The start, too, features the films highlight- a sequence in which Tom Hanks’ character, American salesman Alan Clay, appears in a mock-pop video singing Talking Heads’ Once In A Lifetime, the visuals and lyrics succinctly summarising his characters midlife crisis. Its unfortunate the film never surpasses that arresting first sequence.
A middle-aged failing businessman, recently divorced and unable to pay for his daughters college fees, Clay is in the figurative Last Chance Saloon on a business trip to Saudi Arabia to sell his bosses IT project (involving the holograms of the title) to the king. Naturally the film is about the crises he faces (amongst other things, he has a nasty lump in his back which may prove cancerous) and the strange characters and situations he encounters in this foreign land, while reminiscing about his own life and failures. “Do you ever feel you might have done it differently?” he asks himself and others. His doubts are reinforced by his own fathers rather scathing opinion of him ( a great, if rather brutally short, cameo from Tom Skerritt), and there is a sense that the failing here is not just of Clay but of the American Dream itself, with the American Empire suffering from Globalisation and the transfer of Economic power and wealth to Asia and the East. There is a sense of a Changing Of The Guard, of a transient world, and Clay is a little figure caught in it, as are we all.

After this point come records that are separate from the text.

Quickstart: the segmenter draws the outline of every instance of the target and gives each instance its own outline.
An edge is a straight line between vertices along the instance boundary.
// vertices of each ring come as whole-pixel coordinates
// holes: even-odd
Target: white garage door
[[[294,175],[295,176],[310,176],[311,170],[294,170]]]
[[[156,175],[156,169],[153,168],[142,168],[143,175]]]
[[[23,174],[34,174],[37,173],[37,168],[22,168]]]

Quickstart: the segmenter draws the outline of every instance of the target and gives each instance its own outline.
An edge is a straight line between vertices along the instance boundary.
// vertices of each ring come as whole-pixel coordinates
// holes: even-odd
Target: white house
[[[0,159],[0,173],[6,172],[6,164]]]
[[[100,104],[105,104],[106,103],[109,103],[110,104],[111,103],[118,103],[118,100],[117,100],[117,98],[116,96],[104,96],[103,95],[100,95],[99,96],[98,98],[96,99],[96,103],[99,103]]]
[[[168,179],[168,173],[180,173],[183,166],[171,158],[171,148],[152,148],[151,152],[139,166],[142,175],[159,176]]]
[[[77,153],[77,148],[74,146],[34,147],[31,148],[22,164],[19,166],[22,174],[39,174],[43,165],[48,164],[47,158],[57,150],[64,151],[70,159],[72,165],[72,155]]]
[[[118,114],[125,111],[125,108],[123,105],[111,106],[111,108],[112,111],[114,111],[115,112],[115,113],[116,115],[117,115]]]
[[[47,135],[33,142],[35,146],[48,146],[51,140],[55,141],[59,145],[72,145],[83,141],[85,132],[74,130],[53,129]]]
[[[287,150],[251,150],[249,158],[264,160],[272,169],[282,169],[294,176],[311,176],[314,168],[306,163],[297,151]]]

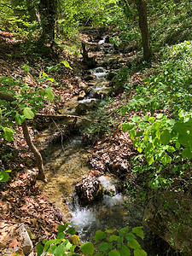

So its very much a film of its time. Its interesting though to compare it to The Swimmer, in which Burt Lancaster’s Ned Merrill has suffered his own midlife meltdown following a divorce and subsequent career failure. The Swimmer is a much darker and fulfilling affair, lacking any real redemption for its protagonist. A Hologram For The King in comparison feels much more lightweight and rather suffers for having a happy ending almost out of left-field, in the form of a romance with his doctor and a fresh career opportunity in Saudi. A Hologram For The King gets away with it because, well, we all root for Tom, he’s a nice guy after all, and the film is, well, always lightweight and fairly comic.But its a vindication for Clay that feels a little too Hollywood, knowing how grimly some people suffer on the wrong end of the American Dream. A Hologram For The King feels fluffy, whereas The Swimmer feels ‘real’, with something genuine to say about the 1960s America it was made in. I’m not sure, ultimately, what A Hologram For The King is really saying or how that will resonate over the decades, but it is pleasant enough and is carried by Hank’s genuine charm.